# Finding the shortest binary string in a given interval

Today's Little Program answers the question, "Given an interval of real numbers, find the shortest binary string that fits in that interval." For example, if you are given the range 0.1…0.3, then the answer is 0.25, whose binary representation is 0.01. Another way of phrasing the problem is that you are to find the simplest dyadic rational number in the range, where a dyadic rational number is one whose denominator is a power of two. In our case, the simplest such fraction is ¼.

This sounds like a pointless exercise, but it actually solves a real problem: The shortest binary string in the interval (a, b) is the value of the surreal number { a | b }.¹

The idea here is that we start with an integer candidate, and the refine the candidate, making it longer and longer by one bit (alternatively: doubling the denominator), until we come up with a candidate that fits between a and b. Here is my first attempt:

```function nextHigherInteger(a) {
var t = Math.ceil(a);
if (t == a) t++;
return t;
}

// Preconditions: 0 ≤ a < b
function shortest(a, b) {
var t = nextHigherInteger(a);
var bit = 1;
while (t >= b) {
bit /= 2;
t -= bit;
}
return t;
}
```

You may have noticed that the code is italicized. That's because it's wrong, but let's walk through it anyway so we can understand what it is trying to do:

We start by calculating the smallest integer greater than or equal to a. That is our candidate. If that is less than b, then we have a winner. Otherwise, we subtract a bit and try again. Each time we try, the amount we subtract is cut in half, so that it remains a single bit.

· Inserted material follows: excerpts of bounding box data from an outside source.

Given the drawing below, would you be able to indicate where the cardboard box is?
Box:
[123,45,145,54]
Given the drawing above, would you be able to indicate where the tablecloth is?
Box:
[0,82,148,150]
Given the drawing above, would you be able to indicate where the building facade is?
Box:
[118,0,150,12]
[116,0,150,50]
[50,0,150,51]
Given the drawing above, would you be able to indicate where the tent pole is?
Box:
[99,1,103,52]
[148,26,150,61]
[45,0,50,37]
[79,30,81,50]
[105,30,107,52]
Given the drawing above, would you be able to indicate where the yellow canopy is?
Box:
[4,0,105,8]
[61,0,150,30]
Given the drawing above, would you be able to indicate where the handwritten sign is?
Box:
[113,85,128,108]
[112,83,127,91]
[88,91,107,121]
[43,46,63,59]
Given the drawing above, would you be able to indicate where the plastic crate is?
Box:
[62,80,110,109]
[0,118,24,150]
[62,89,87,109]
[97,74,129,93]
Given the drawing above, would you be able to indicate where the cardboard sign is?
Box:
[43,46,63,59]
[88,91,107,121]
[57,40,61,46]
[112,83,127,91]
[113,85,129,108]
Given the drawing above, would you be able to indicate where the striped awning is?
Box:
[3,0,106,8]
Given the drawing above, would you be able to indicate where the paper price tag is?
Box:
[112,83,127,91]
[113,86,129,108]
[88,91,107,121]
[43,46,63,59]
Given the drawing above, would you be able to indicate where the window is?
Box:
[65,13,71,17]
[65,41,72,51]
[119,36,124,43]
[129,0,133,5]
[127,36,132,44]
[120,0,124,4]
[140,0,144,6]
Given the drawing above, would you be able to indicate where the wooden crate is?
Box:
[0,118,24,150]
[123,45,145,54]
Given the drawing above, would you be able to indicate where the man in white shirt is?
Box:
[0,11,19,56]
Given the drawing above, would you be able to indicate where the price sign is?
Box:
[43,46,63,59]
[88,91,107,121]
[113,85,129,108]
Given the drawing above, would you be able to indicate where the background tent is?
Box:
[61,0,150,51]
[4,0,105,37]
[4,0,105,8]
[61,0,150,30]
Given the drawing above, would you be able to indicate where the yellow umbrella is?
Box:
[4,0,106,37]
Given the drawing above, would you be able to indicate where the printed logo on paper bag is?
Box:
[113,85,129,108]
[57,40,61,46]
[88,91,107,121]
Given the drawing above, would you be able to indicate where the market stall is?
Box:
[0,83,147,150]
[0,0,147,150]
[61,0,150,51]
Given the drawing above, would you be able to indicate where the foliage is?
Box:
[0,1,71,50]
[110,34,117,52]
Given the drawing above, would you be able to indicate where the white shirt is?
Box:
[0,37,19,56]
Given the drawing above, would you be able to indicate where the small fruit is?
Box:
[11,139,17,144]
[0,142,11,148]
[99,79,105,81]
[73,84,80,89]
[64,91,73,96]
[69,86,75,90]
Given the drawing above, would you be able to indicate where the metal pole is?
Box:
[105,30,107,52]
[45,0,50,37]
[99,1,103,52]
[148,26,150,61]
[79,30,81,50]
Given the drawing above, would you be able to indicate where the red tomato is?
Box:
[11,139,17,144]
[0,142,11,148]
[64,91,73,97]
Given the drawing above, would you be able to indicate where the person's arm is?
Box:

This seems to work for `shortest(0.1, 0.3)`, but it doesn't work for `shortest(0.3, 0.4)` because we forgot to check whether subtracting the next bit took us below a and out of the range.

Let's try again:

```function shortest(a, b) {
var t = nextHigherInteger(a);
var bit = 1;
while (bit) {
bit /= 2;
if (t <= a) t += bit;
else if (t >= b) t-= bit;
else return t;
}
throw "Unable to find a value in range";
}
```

This time, after making our initial guess, we see if it lies in the target range. If it's too low, we bump it up a little; if it's too high, we drop it a little. Each time we adjust the value, we do so by a smaller and smaller amount, which lets us hit a smaller and smaller target range. The total adjustment is the Zeno sum ½ + ¼ + ⅛ + ... → 1. As a worst case, our initial guess overshoots a by 1 − ε, so our repeated adjustments will eventually bring us as close to a as desired, if you just wait long enough. Since we assume that b > a, we will eventually adjust enough so that the adjusted value is between a and b.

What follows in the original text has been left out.